Kamis, 20 Oktober 2011

Change Management


Change Management

Change Management (seperti yang disebut PMBOK: Integrated Change Control yang masuk dalam phase Monitor and Controlling Process) adalah merupakan bagian dari Project Integration Management. PMT Sendiri adalah singkatan “Project Management Team” yang terdiri dari Project Manager beserta jajarannya Staff nya / indirect woker, termasuk didalamnya Project Control. Memang benar yang disebutkan PMT (dan terutama Project Control) yang mendefine perubahan sampai dengan impact cost. Namun inisiasi dan interaksi bisa jadi dari seluruh PMT.

Change Management berbicara mengenai kemampuan kita memanage Perubahan dalam project. Saya tekankan Perubahan TIDAK BISA dihindarkan dalam suatu project.

Oleh karena itu kemudian, kita juga sering mendengar tentang Kontigensi biaya (Contingency Cost). Sebagai bahan diskusi dan melanjutkan tulisan saya sebelumnya tentang Change Management, saya akan coba menjelaskan beberapa langkah sebelum menuju ke Change Management itu sendiri.Mungkin ada baiknya flashback sedikit ke tahapan perencanaan project,

Pentahapan Project

Seperti yang pernah dibahas dalam penahapan project sebelum menjadi sebuah eksekusi (EPCI misalnya).AACE telah membuat penahapan yang diikuti hampir oleh semua major producer O&G.

Berikut sedikit ringkasan penahapannya:

1.Tahapan FEL-1 (Identify/Appraise/ Concept Selection Phase – AACE Class 5 Estimates) Akurasi range : -20 s/d +50%

2.Tahanpan FEL-2 (Select Phase – AACE Class 4 Estimates)- Akurasi range: -20 s/d +40%

3.Tahapan FEL-3 (Optimise / Define Phase - AACE Class 3 Estimate) - Akurasi Range: -10 s/d +15%

4.Eksekusi

Risk Analysis & Contigency

Kemudian kita berbicara masalah Perkiraan biaya (Estimate) dan Management Resiko dengan “Risk analysis” nya.

Berangkat dari Deterministic (most likely) cost estimate, dimana penetuan perkiraan biaya yang belum ditambahkan biaya resiko (kecuali eskalasi).

Selanjutnya dilakukanlah Risk Analysis dengan metode-metodenya, yang kemudian menghasilkan "Impact Cost" (dan Schedule tentunya) yang bisa diabsorb/diterima oleh Project Management, yang kemudian singkatnya dihasilkanlah suatu "Project Cost Contigency".

Jadi yang dimaksud dengan "Project Cost Contingency": adalah biaya yang ditambahkan kedalam deterministic cost estmate untuk memberikan ruang gerak kepada “sesuatu yang tidak pernah diperkirakan sebelumnya” dalam sebuah scope project (allowance to cover unforeseen cost or time within defined scope)
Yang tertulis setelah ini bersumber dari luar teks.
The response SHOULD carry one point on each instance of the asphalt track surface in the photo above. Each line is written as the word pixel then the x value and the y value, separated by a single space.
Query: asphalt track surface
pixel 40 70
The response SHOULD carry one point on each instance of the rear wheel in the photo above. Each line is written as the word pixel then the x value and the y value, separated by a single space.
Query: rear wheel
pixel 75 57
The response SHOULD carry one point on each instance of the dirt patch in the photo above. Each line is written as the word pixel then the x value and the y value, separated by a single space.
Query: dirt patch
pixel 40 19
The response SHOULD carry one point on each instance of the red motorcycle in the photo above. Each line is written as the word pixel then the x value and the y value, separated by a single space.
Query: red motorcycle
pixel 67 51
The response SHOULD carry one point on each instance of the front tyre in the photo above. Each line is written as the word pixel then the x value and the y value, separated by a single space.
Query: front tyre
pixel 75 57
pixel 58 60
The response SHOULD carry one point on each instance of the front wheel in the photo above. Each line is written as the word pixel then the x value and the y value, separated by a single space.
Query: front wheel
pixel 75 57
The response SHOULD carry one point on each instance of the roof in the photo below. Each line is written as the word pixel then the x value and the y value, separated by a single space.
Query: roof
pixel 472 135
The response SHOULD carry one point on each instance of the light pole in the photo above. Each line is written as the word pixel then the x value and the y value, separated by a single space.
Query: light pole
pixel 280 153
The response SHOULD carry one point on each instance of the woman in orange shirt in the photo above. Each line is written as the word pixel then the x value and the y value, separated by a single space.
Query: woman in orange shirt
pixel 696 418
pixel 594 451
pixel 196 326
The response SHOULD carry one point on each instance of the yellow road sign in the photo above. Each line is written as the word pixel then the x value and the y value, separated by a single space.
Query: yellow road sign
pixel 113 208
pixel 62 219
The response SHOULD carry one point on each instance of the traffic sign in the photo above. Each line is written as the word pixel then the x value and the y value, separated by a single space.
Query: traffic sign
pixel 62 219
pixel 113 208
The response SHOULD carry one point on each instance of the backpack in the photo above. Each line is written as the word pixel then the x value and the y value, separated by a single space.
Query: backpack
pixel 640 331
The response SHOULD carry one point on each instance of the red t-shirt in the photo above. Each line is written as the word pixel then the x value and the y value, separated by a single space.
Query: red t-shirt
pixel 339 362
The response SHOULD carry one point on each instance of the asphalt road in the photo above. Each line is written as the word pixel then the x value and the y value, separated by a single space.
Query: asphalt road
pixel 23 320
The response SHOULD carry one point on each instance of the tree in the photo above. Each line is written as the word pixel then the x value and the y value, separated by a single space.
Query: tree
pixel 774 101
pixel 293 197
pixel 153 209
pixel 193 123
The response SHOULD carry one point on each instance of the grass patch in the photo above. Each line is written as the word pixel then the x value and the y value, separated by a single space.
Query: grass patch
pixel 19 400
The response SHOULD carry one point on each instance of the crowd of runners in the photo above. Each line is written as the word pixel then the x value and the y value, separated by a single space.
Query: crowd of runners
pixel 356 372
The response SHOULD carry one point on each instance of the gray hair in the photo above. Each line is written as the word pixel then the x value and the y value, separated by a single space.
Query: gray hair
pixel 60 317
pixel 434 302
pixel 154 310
Dan dari sini kita akan mendapatkan p10, p50 dan p90 dari deterministic cost estimate (dan juga schedule). Jadi Cost dan Schedule yang digunakan eksekusi biasanya akan merefer kepada p50 estimate (termasuk contingency).
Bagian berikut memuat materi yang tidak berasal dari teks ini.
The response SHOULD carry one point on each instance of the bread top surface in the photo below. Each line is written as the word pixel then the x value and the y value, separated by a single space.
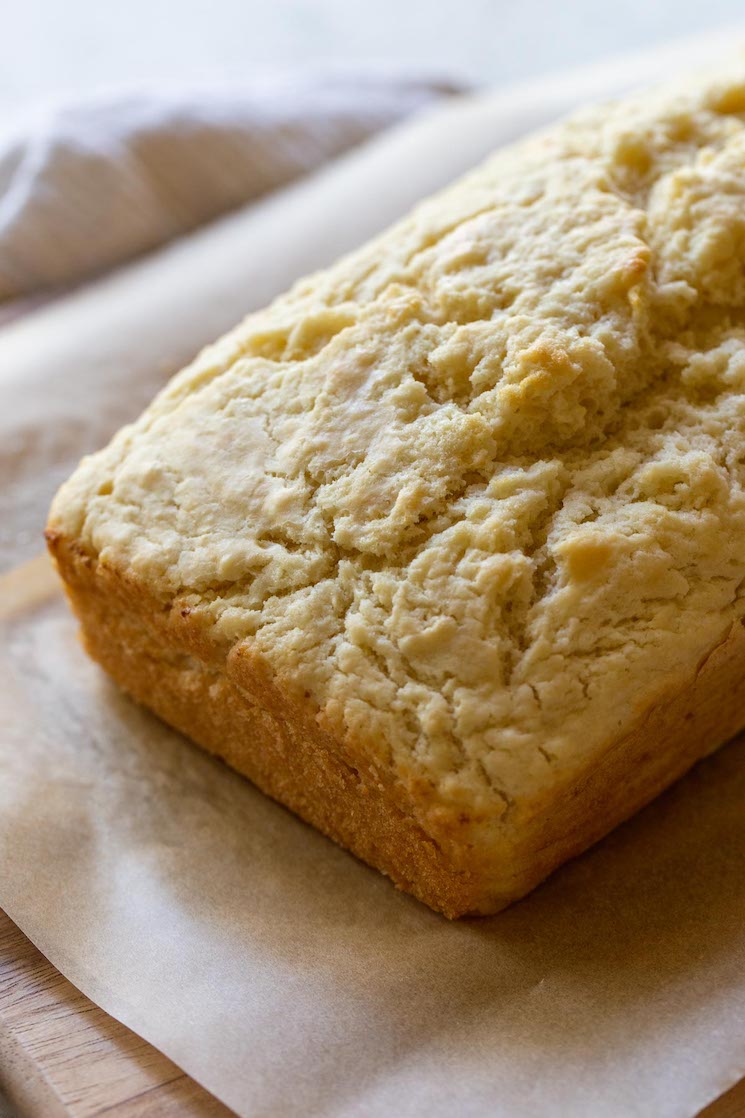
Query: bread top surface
pixel 475 492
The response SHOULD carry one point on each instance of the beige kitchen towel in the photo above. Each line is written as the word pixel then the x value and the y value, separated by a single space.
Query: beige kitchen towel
pixel 86 186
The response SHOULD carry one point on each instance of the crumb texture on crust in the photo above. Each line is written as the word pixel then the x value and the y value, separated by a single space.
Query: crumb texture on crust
pixel 475 492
Pertanyaan kemudian bagaiamana mewujudkan nya kedalam proyek “Turn Key” (arti harfiah gaul nya : “proyek borongan – owner tinggal memutar kunci untuk start pada penutupan project”)

Dalam proyek proyek tersebut (dengan system di Indonesia terutama) biasanya didorong untuk menggunakan lump sum type of contract. Apakah harus dipertegas lagi “NO CHANGE ORDER”?
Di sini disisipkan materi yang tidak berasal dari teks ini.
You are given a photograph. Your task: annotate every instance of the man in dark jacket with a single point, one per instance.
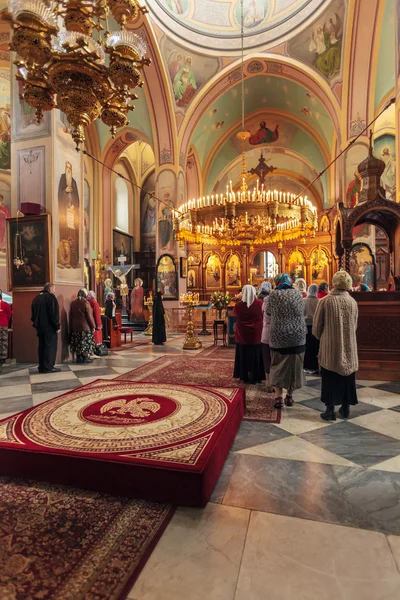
(46, 321)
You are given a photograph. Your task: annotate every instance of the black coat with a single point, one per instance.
(45, 313)
(159, 334)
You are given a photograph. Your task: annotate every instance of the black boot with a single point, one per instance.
(329, 414)
(344, 411)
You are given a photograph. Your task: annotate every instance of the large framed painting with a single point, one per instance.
(167, 279)
(29, 252)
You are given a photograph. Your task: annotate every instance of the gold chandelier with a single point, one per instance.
(255, 217)
(62, 47)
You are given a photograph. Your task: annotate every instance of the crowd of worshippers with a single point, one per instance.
(284, 330)
(85, 325)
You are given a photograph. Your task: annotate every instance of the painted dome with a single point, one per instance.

IMHO, menurut saya sangat menyulitkan kedua belah pihak. Apabila distate “no change order”, artinya kemungkinan segala resiko perubahan ditanggung oleh contractor, dan ini bisa mengakibatkan contingency cost berpindah dari owner ke contractor dengan biaya yang lebih dari 15%.

Jadi darimana sumber pembiayaan Perubahan (Change Order) ? jawabannya berasal dari contingency cost. Oleh karena kita perlu menerapkan Change Management dengan baik seperti dalam tulisan saya sebelumnya dan juga yang tergambarkan dalam poster tersebut,sehingga diharapkan tidak mengakibatkan dispute dikemudian hari.

Memang dari sisi contractor, Changes akan menjadi suatu lahan yang “dicari-cari” untuk mendapatkan keuntungan lebih dari pada original contract dan profit margin yang telah dijanjikan ke Management. Namun tujuan saya menulis ini adalah kesadaran semua pihak dengan menjalankan dan memanage Perubahan Proyek baik secara keilmuan dalam Project Management sehingga menghasilkan perubahan yang "Legitimate, Auditable and Transparent"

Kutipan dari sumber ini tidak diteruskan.